After your function app has been idle for a few minutes, the platform can reduce the number of instances running your app to zero. The next request has the additional latency of scaling from zero to one. This latency is denoted asfresh start. The number of dependencies required by your function app can affect its cold start time. Cold start is more of a problem for synchronous operations like B. HTTP triggers that need to return a response. If cold starts are taking a toll on your resources, consider running a premium plan or a dedicated planAll timesetting enabled.
Understand escalation behavior
The scale can depend on many factors and can scale differently depending on the trigger and language selected. There are some subtleties of scaling behavior that you should be aware of:
- Maximum instances:A single role app can only scale up to a maximum of 200 instances. However, a single instance can process more than one message or request at a time, so there is no set limit on the number of concurrent executions. CanSpecify a lower maximumThrottle scale as needed.

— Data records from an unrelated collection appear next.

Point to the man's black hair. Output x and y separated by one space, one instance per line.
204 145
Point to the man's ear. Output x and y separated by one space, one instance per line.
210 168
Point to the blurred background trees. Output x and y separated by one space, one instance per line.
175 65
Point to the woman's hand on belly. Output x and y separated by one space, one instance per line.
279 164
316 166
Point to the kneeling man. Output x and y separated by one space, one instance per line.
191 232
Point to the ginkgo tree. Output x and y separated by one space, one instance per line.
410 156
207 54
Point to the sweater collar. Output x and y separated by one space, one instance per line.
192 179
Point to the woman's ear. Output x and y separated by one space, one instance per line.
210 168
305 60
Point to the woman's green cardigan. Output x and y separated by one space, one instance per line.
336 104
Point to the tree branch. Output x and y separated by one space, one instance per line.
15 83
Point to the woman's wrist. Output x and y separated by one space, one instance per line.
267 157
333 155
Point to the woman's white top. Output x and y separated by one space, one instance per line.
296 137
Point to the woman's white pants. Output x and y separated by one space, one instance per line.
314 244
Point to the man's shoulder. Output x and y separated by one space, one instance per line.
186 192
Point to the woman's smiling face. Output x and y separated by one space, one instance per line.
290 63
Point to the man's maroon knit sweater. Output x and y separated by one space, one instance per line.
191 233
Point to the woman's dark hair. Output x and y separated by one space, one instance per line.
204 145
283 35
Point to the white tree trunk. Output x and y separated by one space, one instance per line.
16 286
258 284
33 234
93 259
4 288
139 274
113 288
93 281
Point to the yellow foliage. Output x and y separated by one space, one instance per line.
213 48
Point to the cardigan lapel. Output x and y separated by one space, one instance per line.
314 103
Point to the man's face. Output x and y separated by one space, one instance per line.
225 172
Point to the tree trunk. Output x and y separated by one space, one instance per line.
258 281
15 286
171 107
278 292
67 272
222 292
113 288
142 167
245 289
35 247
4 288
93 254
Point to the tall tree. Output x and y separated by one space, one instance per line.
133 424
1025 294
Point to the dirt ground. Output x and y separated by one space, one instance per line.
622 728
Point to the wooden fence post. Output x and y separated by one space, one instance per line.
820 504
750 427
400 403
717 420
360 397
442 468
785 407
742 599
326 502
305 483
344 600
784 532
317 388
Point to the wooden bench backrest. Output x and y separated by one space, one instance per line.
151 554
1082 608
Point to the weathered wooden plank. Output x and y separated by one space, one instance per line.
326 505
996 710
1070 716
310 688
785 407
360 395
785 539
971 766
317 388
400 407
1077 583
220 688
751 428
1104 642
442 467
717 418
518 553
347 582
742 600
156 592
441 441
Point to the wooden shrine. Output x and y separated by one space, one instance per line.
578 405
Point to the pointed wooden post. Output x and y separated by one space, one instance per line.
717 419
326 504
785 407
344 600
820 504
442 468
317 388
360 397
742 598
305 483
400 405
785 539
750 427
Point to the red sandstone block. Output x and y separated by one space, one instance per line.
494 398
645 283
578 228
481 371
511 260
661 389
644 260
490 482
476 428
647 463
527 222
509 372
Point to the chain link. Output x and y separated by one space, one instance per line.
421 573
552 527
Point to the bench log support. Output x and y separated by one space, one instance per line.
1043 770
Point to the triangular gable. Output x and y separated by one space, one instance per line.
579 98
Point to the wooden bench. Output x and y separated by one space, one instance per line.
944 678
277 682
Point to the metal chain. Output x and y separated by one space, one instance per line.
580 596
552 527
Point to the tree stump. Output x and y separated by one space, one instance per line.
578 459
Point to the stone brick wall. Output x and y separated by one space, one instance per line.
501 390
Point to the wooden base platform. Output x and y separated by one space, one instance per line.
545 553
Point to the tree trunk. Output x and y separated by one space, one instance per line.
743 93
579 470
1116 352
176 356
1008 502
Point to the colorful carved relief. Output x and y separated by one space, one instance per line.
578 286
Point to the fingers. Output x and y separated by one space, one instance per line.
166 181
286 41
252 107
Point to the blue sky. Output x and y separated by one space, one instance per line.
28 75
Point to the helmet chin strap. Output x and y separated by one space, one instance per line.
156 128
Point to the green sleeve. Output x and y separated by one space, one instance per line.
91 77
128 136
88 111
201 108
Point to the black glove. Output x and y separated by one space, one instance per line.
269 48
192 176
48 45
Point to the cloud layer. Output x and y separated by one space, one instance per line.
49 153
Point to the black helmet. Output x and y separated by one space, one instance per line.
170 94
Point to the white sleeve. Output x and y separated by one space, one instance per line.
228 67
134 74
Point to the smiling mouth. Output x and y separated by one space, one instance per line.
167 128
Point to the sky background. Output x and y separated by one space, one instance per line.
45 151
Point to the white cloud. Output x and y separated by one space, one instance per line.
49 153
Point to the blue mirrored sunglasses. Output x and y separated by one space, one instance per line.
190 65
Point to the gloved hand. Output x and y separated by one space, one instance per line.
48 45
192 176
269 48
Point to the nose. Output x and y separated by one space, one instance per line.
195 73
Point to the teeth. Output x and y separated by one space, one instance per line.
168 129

- New instance fee:For HTTP triggers, new instances are allocated at most once per second. For non-HTTP triggers, new instances are allocated at most once every 30 seconds. Scaling is faster when running on aPlano Premium.
- Scale Efficiency:Usage for Service Bus triggersAdministratorResource rights for the most efficient scaling. withI'm listeningCorrect scaling is not as accurate because tail length cannot be used to inform size decisions. For more information on defining rights in Service Bus access policies, seeShared Access Authorization Policy. For information about event hub triggers, seethis size guide.
You might want to limit the maximum number of instances an application uses to scale out. This is most common in cases where a downstream component, such as a database, has limited performance. By default, Consumption plan features scale up to 200 instances and Premium plan features scale up to 100 instances. You can set a lower maximum for a specific application by changing the
functionAppScaleLimitcan be adjusted
Nullno restrictions or a valid value between
1and the maximum application.
az resource update --resource-type Microsoft.Web/sites -g <RESOURCE_GROUP> -n <FUNCTION_APPLICATION_NAME>/config/web --set properties.functionAppScaleLimit=<SCALE_LIMIT>
$resource = Get-AzResource -ResourceType Microsoft.Web/sites -ResourceGroupName <RESOURCE_GROUP> -Name <FUNCTION_APP_NAME>/config/web$resource.Properties.functionAppScaleLimit = <SCALE_LIMIT>$resource | Set-AzResource-Force
Event-based scaling automatically reduces capacity when demand for its features decreases. To do this, the worker instances of your function app are terminated. Before an instance is terminated, no new events are sent to the instance anymore. Also, functions that are currently running have time to complete execution. This behavior is logged as drain mode. This shutdown period can be up to 10 minutes for Consumption plan apps and up to 60 minutes for Premium plan apps. Event-based scaling and this behavior do not apply to apps on dedicated plans.
The following considerations apply to shrink behavior:
- For consumption plan resource apps running on Windows, only apps created after May 2021 have drain mode enabled by default.
- To enable graceful shutdown of functions that use the Service Bus trigger, use version 4.2.0 or later ofService bus extension.
Event center trigger
This section describes how scaling behaves when your function uses aEvent center triggerof unoIoT Hub Trigger. In such cases, each instance of an event-triggered function is backed by a singleEventProcessorHostExample. The trigger (powered by Event Hubs) ensures that only oneEventProcessorHostThe instance can get a lease on a specific partition.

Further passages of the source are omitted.